以前のガイドラインでは、血圧が140/90を超える成人が高血圧と診断され、治療はほとんどの患者で収縮期血圧が140未満になるよう血圧を下げることが目的でした。

現在の高血圧診断の低い基準値は、多数の大規模観察研究により、収縮期血圧130以上(または拡張期血圧80以上)の人でも心臓病や脳卒中のリスクが高くなると証明されていることからも、その正当性は証明されています。

新しいガイドラインでは、血圧が130/80~140/90の成人のうち、以下の危険因子:糖尿病、慢性腎臓病、心血管疾患、または10年予測心血管疾患リスクが10%以上である人に薬物治療を推奨する点が従来とは異なっています。 また、収縮期血圧が130以上の65歳以上の成人にも薬物療法が推奨されます。 治療目標値も新しくなり、降圧剤を服用しているすべての成人に対して、130/80未満に達することが目標とされました。 65歳以上では、収縮期血圧130未満を目標とします。

新しい治療ガイドラインは、2015年に発表されたSPRINT(Systolic Blood Pressure Intervention Trial)の結果に強く影響されました。 SPRINT試験は、収縮期血圧が130以上で心血管疾患リスクが高い9,300人以上の患者さんを対象に、高血圧の集中治療(収縮期血圧の目標値を120に)と標準治療(目標値を140に)を比較したものです。 この試験で、集中治療は標準治療と比較して、心血管疾患イベントと全死亡を減少させることがわかりました。

新しいガイドラインについて、一般の人や医師の間に混乱があるのはなぜだと思いますか?

最も理解しにくいのは、収縮期血圧が130~140の低リスクの若い患者には、薬物療法はほとんど適応されないということだと思います。 彼らは高血圧の診断を受けますが、推奨されるのは食事を改善し、もっと運動することだけです。 5557>

高血圧の基準値について聞いたときに人々が気づかないのは、血圧と心臓発作や脳卒中のリスクには連続的な関係があるということです。 血圧が自然に低くなる人は、これらの症状のリスクが低くなります。 血圧が130/90の人は、120/80の人よりもリスクが高いのです-たとえ、この2つの数値が過去に正常とされていたとしても。 5557>

臨床現場での大きな疑問は、薬物治療で血圧を下げるときに「低い方がよい」ということが常に当てはまるかどうかということです。 それは100%明らかではありません。 薬は命を救うものですが、薬を飲みすぎると、めまいや転倒、高カリウム、腎障害など、望ましくない結果を招くこともあります。

心臓病や脳卒中の診断を受けている患者では、血圧を下げる目標に向かって集中的に治療することが最も強い証拠です。

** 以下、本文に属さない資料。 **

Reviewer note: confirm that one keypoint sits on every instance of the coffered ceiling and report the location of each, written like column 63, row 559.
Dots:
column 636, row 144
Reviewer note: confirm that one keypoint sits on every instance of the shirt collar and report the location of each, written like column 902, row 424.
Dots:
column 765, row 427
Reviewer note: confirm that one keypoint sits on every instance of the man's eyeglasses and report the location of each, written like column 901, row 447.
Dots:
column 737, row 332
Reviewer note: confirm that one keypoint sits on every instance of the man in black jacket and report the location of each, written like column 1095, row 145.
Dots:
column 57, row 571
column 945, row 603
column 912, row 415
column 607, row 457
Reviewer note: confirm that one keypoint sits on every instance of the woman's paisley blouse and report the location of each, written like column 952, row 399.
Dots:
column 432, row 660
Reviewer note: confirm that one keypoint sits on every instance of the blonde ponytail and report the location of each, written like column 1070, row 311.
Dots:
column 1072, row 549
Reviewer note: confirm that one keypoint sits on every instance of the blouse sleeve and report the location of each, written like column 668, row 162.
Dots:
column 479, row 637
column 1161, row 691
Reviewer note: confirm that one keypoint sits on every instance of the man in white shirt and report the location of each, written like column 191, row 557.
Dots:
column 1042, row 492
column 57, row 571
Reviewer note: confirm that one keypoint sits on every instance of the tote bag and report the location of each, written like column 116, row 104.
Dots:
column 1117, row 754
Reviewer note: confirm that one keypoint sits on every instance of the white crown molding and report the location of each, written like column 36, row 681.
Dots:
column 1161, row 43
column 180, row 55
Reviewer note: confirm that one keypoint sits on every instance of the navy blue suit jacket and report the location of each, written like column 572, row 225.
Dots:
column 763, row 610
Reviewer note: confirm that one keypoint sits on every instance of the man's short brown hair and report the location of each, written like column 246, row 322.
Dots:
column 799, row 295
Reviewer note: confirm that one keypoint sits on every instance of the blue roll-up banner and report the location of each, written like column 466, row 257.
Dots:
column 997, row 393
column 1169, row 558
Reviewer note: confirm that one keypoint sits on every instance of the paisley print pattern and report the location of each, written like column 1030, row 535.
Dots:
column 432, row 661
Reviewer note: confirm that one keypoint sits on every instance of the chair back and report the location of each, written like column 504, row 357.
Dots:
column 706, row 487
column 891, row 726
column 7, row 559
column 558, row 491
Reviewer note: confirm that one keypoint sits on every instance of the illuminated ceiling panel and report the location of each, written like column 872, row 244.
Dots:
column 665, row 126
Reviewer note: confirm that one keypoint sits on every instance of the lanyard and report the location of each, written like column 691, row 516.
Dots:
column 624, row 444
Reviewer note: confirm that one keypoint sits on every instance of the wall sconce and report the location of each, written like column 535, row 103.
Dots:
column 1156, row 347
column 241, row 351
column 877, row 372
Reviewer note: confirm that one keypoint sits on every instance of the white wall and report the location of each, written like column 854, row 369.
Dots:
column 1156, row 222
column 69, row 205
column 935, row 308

一部の医師からは、このガイドラインによって医師が治療を積極的にしすぎてしまうという声が聞かれます。 それは本当だと思いますか。

私はそうは思いません。 高血圧の診断が拡大されたとはいえ、軽度の血圧上昇を伴う低リスクの患者には降圧治療は適応されません。

確かにSPRINTの集中治療群では、特定の重篤な有害事象(低血圧、失神、電解質異常、急性腎不全)がより頻繁に発生したことが確認されたのです。 SPRINTの集中治療が高齢で虚弱な参加者に有益であったとしても,臨床医は,この試験の参加者が他の点で一般集団よりも健康であり,集中的な血圧治療による副作用のリスクを過小評価している可能性があることを懸念しています。

最近のJAMA Internal Medicine誌の解説で、あなたと共著者は、高血圧の治療対象者を決定する際に「精密なアプローチ」を取る時が来たと書いていますね。

私たちのグループは、最大で1680万人の米国の成人がSPRINTの適格基準を満たし、現在未治療の51パーセントを含む、集中血圧治療を検討することができると推定しています。

精度の高いアプローチにより、最適な患者、つまり期待される利益が最も高く、期待されるリスクが最も低い患者を特定し、集中治療の優先順位をつけることができます。

前述したように、高血圧患者のうち、自分が高血圧であることを知っているのは半分だけで、高血圧を知っていてもコントロールできていない人が多いとよく聞きますが、これはどういうことでしょうか。 これは時代とともに良くなっているのでしょうか? 不穏な傾向はありますか?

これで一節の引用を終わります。